Every track crackles with steel-wool guitar distortion, and the
band's energy output peaks near the redline. It certainly doesn't
sound like a group whose singer was about to become a family man;
it sounds like a gang of hormonal young toughs drunk on the power
of a 16-track studio.
"A lot of it
had to do with the fact we were really, really excited to do the
record," Cairns says. "We didn't want to spend a lot of time. We
told the record company we weren't going to make a commercial album,
there probably wouldn't be any singles, and we wanted to do something
that would be good for us--'cos we'd been through a really shitty
year before that. A&M dissolved, and we didn't get any offers
from Phonogram, or Polygram, or whatever the hell they're called.

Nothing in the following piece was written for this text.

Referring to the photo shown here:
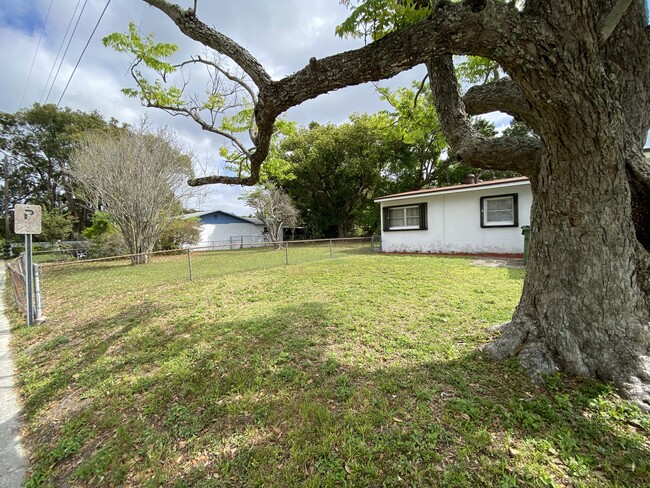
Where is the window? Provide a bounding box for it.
[481,193,518,227]
[383,203,427,230]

So we went looking for people who wanted to release it. And I think
Suicide Pact was a reaction to all that. It was us
reveling in the fact that, although maybe an awful lot of the pros
of being on a major label had gone--slightly more money, slightly
better hotels--the freedom was completely back to be whatever the
fuck we wanted."
Therapy?'s trademark
darkness, always manifested in bloody-blue (and occasionally quite
trite) lyrics, also traded some of the old existential dread for
black humor. Where once they screamed like self-flagellating madmen,
the band now directed their insanity along a more outward vector.
Quoth Andy:
"Our way of survival is to take the piss out of people an awful
lot. Not in a kind of comedy-punk way, don't get me wrong. We tend
to be cynical but at the same time also see the ridiculousness and
ludicrousness of many things. That keeps us sane."
And, as per
their usual modus operandi, new influences reared up as well: "There's
little bits of lots of the more in-your-face rock'n'roll bands,
like early Zen Guerrilla. Even bands like the Hellacopters. And
Atari Teenage Riot. I think a lot of the actual influence of the
sound of Suicide Pact came from the fact that most of the
stuff I was listening to at the time was on Digital Hardcore Records.
I just really loved the sandpaper-in-your-face, gritty sound they
had."
Therapy? is
currently working on Suicide Pact's immediate successor with
Jack Endino in Seattle. Yeah, that's right--eight years after grunge
hit the world like a long-haired tsunami, and Therapy? is just getting
Endinoized. How typically fiscally unwise of them.
Blame the Murder
City Devils. Or, more specifically, the Devils and their Seattle
sick-boy compatriots like Zeke, the Black Halos, Catheters, Supersuckers,
etc., whose Endino connection attracted the Belfast bruisers. But
will the injection of American rock'n'roll swagger into Therapy?'s
once-serrated style mean the U.S. press will finally "get" them?
Probably not.
As Endino recently noted, "No one here in the States knows how good
they are except all the bands I know who've played with them over
in Europe. Even Mark Lanegan said they kicked his ass, and his ass
is not easily kicked." Unfortunately, Therapy?'s schizoid rock has
never translated into Americanese as well as some groups from the
Emerald Isle.
"There isn't
really an 'angle' for us in America as such," says Cairns, with
almost cheerful acceptance. "We don't have that Swingin' London
thing. And we don't have that U2 look, straight out of Hell's Kitchen:
black leather, black stubble, black greased-back hair [er, ignore
that above photo, folks--JG], the wild-eyed gypsy look. We don't
come catered with a shamrock: 'The Official Produce of Ireland--Please
buy us, Boston, Chicago, New York.' We're quite an eclectic band
as it goes anyway. People will come around in their own time."